Gregorio Samsa, svegliandosi una mattina da sogni agitati, si trovò trasformato, nel suo letto, in un enorme insetto immondo. Riposava sulla schiena, dura come una corazza, e sollevando un poco il capo vedeva il suo ventre arcuato, bruno e diviso in tanti segmenti ricurvi, in cima a cui la coperta da letto, vicina a scivolar giù tutta, si manteneva a fatica. Le gambe, numerose e sottili da far pietà, rispetto alla sua corporatura normale, tremolavano senza tregua in un confuso luccichio dinanzi ai suoi occhi.

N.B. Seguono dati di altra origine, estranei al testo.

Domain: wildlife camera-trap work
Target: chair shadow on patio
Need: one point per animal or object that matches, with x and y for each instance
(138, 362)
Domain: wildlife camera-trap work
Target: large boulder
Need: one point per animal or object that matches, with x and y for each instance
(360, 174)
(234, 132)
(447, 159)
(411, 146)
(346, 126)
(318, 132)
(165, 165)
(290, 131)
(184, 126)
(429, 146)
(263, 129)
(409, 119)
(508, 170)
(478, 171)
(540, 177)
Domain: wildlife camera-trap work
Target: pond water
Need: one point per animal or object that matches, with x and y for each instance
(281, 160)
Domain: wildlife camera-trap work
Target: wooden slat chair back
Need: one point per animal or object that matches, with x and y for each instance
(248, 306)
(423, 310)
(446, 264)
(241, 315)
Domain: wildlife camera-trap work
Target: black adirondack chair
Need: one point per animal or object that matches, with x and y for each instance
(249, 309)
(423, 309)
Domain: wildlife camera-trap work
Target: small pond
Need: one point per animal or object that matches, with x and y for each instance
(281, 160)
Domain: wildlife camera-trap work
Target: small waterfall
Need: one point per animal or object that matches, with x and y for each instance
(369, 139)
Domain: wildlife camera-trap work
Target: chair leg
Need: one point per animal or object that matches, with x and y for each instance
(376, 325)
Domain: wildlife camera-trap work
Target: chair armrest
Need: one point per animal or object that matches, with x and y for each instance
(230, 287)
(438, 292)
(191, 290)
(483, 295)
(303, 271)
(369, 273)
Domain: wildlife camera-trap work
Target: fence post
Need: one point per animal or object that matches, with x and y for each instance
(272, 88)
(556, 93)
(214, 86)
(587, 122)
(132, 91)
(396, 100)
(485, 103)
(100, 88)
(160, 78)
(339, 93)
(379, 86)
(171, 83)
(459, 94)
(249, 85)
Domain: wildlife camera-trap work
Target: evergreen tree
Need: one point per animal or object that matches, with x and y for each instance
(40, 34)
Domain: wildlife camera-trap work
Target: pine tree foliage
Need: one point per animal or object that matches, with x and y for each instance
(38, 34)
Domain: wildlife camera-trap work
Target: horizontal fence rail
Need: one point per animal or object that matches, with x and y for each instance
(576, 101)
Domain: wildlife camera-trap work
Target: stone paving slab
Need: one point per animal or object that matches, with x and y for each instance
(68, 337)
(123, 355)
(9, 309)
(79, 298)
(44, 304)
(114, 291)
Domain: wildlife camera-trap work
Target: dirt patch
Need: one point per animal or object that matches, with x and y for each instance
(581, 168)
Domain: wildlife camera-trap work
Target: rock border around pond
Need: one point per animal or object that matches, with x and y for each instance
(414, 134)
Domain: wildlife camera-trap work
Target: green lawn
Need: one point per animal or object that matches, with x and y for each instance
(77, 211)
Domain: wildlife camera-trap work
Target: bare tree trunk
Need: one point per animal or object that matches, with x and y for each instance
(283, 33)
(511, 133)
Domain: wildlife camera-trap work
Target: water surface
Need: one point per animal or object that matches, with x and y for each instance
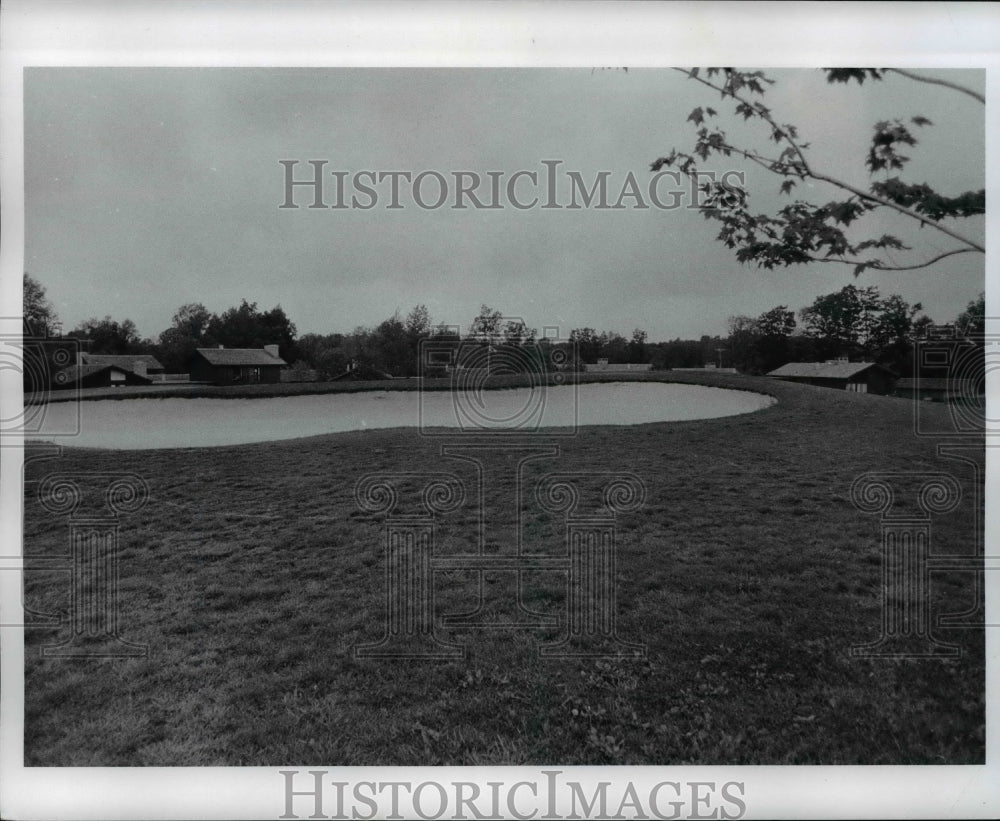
(131, 424)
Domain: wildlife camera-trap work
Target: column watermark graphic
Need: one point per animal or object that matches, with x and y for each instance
(952, 366)
(93, 615)
(588, 563)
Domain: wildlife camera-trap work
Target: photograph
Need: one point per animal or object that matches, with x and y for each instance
(502, 416)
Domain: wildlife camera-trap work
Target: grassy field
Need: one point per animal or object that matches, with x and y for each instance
(748, 574)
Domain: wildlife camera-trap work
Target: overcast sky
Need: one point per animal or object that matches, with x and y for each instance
(150, 188)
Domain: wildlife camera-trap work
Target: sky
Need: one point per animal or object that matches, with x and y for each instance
(149, 188)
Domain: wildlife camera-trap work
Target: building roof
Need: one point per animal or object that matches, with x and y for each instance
(240, 356)
(825, 370)
(74, 373)
(127, 362)
(941, 384)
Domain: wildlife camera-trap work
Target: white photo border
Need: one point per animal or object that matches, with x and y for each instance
(112, 33)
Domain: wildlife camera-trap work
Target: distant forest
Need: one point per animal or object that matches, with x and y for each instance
(858, 323)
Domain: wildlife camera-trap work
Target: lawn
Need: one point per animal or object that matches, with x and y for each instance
(748, 574)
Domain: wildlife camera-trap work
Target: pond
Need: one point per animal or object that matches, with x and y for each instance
(131, 424)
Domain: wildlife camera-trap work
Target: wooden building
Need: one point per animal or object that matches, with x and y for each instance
(237, 366)
(937, 389)
(98, 376)
(859, 377)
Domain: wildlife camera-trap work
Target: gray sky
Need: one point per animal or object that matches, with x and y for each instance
(150, 188)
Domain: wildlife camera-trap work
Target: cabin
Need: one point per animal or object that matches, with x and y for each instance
(840, 374)
(603, 366)
(141, 364)
(98, 376)
(937, 389)
(237, 366)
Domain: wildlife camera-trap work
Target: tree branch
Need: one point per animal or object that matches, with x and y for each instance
(809, 172)
(938, 82)
(880, 267)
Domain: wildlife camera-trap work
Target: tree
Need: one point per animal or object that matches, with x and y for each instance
(972, 321)
(859, 322)
(38, 311)
(108, 336)
(637, 347)
(488, 325)
(247, 327)
(803, 232)
(178, 343)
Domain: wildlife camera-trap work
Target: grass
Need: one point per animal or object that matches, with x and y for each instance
(252, 574)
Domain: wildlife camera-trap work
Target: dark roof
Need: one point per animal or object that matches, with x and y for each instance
(74, 373)
(240, 356)
(825, 370)
(127, 362)
(941, 384)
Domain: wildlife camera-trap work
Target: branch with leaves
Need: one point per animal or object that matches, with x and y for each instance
(803, 232)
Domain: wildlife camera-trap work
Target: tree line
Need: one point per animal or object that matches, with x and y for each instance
(857, 323)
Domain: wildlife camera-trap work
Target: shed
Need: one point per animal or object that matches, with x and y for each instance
(98, 376)
(237, 366)
(141, 364)
(942, 390)
(858, 377)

Cosa m’è avvenuto? pensò. Non era un sogno. La sua camera, una stanzetta di giuste proporzioni, soltanto un po’ piccola, se ne stava tranquilla fra le quattro ben note pareti. Sulla tavola, un campionario disfatto di tessuti – Samsa era commesso viaggiatore e sopra, appeso alla parete, un ritratto, ritagliato da lui – non era molto – da una rivista illustrata e messo dentro una bella cornice dorata: raffigurava una donna seduta, ma ben dritta sul busto, con un berretto e un boa di pelliccia; essa levava incontro a chi guardava un pesante manicotto, in cui scompariva tutto l’avambraccio.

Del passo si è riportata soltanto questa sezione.